= ONDRAF =

Nuclear Waste Management Organisation (WMO) in Belgium

ONDRAF/NIRAS (Nationale instelling voor radioactief afval en verrijkte Splijtstoffen, Organisme national des déchets radioactifs et des matières fissiles enrichies, Nationale Einrichtung für Radioaktive Abfälle und angereicherte Spaltmaterialien) is the Belgian National Agency for Radioactive Waste and enriched Fissile Material. It is established by Belgian law since 1980.

==Belgoprocess==
Belgoprocess is the industrial subsidiary. It manages and executes the industrial activities of the agency. Belgoprocess was founded in 1984 as a subsidiary of Synatom nv. Synatom is the Electrabel subsidiary that manages the fuel cycle for the commercial reactors in Belgium.
In 1985 Belgoprocess acquired the staff from Eurochemics. A pilot nuclear reprocessing plant which was being decommissioned.

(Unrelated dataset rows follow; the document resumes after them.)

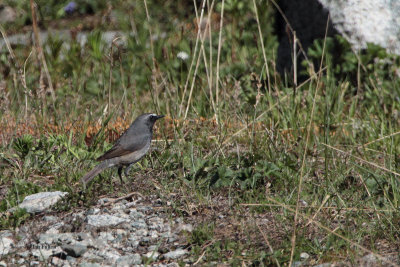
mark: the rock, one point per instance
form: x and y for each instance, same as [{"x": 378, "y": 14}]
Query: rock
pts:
[
  {"x": 49, "y": 218},
  {"x": 7, "y": 14},
  {"x": 93, "y": 211},
  {"x": 304, "y": 256},
  {"x": 5, "y": 245},
  {"x": 367, "y": 21},
  {"x": 129, "y": 260},
  {"x": 152, "y": 255},
  {"x": 42, "y": 254},
  {"x": 75, "y": 250},
  {"x": 139, "y": 224},
  {"x": 175, "y": 254},
  {"x": 89, "y": 264},
  {"x": 59, "y": 262},
  {"x": 41, "y": 201},
  {"x": 104, "y": 220},
  {"x": 56, "y": 238},
  {"x": 359, "y": 21},
  {"x": 185, "y": 227}
]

In 1986 Belgoprocess was transferred to ONDRAF/NIRAS.

The Site of the former Eurochemics plant in Dessel is known as Belgoproces Site 1. In 1989 Belgoprocess also took over the waste department of SCK•CEN, the study center for nuclear research, in Mol now also known as Belgoproces Site 2.

==Site ONDRAF Fleurus==
In 2012 ONDRAF/NIRAS became responsible for the premises of the now defunct American company Best Medical Belgium, located on the site of the Institute for Radioelements(IRE) in Fleurus Belgium.

== Long term storage ==

=== cAt-project ===
The cAt-project aims to offer a storage solution for low and intermediate radioactive waste with a short half-life (less than 30 years), so called category A waste. It is to be encased in modular concrete boxes which are stacked inside structures which ultimately will resemble tumuli on a site adjacent to Belgoprocess Site 1. This structure is to be actively monitored for 300 years.

=== HADES ===
HADES is an underground laboratory, since 1980 it is researching if layers of clay as found in the North-East of Belgium could be used for permanent storage of nuclear waste. It is run by ONDRAF/NIRAS and SCK•CEN through EIG EURIDICE (European Underground Research Infrastructure for Disposal of nuclear waste In Clay Environment).

In 2011 ONDRAF/NIRAS published the Waste Plan which evaluates all proposed storage solutions and concludes by
recommending storage it in the aforementioned layers of clay.